As some of you may or may not know from my other posts, I am a volunteer at an animal shelter. I started there in March and left for a while at the end of April, due to one my own kittens dying from FIP. It was never determined if she had it already or I brought it home from the shelter..
Anyway, when I first started, I told the woman in charge of the cattery as well as the head volunteer about my skin condition. Basically, it's excema...It's very very very bad on the bottom of my feet and a lot of people get wigged out when they see them. I also have splotches of missing pigment all over my arms and legs, so I look like an appaloosa horse. It was a very hard thing for me to come to terms with because it drastically effects my appearance and for the first year it was a major blow to my self-esteem. I told them what it was right away so they wouldn't be alarmed.

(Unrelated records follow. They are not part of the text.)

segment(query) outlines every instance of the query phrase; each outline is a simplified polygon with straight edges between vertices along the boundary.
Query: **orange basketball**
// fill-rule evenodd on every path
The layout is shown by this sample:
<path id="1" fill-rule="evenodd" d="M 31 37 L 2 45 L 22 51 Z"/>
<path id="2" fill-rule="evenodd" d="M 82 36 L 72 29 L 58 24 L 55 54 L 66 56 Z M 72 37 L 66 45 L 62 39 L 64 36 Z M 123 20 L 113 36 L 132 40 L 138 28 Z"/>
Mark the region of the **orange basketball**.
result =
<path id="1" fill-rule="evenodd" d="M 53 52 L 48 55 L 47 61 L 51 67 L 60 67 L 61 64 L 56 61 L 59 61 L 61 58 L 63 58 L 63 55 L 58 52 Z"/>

So I've now been back there 2 weeks and out of the blue, my boss takes me aside and says there were several complaints about me from other volunteers as well as staff members, and one volunteer doesn't want to work on the same days as me at all because I look 'dirty'. As the shelter is indoor and outdoors, my skin does get exposed to the elements and parts of me tan but the splotches don't ,so my arms and legs do look obviously different. I also don't wear my best clothes there either. So people assumed that I was just a dirty, unkempt woman who doesn't care about her appearance. I was floored. I told the boss that all this time I was happily working away, oblivious to all the backstabbing. She said everyone was afraid to aproach me to ask me about it. I told her I would much rather them take a closer look at me than assume from a distance that I'm a dirty person. As an example, I walked over the the sink, took a scrubber and rubbed it up and down my arms. I said 'Do you see that? It looks exactly the same as it did before and IT DOESN'T WASH OFF BECAUSE IT'S NOT dirt! She was actually embarrassed to be in that situation where she had to ask me why my feet looked freaky and my skin looks the way it does. How do you think it made me feel? I had already explained what it was months ago, and now I find out that people are avoiding me because of the way I look.
It is a major setback to my self-esteem. I don't go out in public much because of it, and an animal shelter was the last place I expected to be judged. The cats don't seem to mind , after all.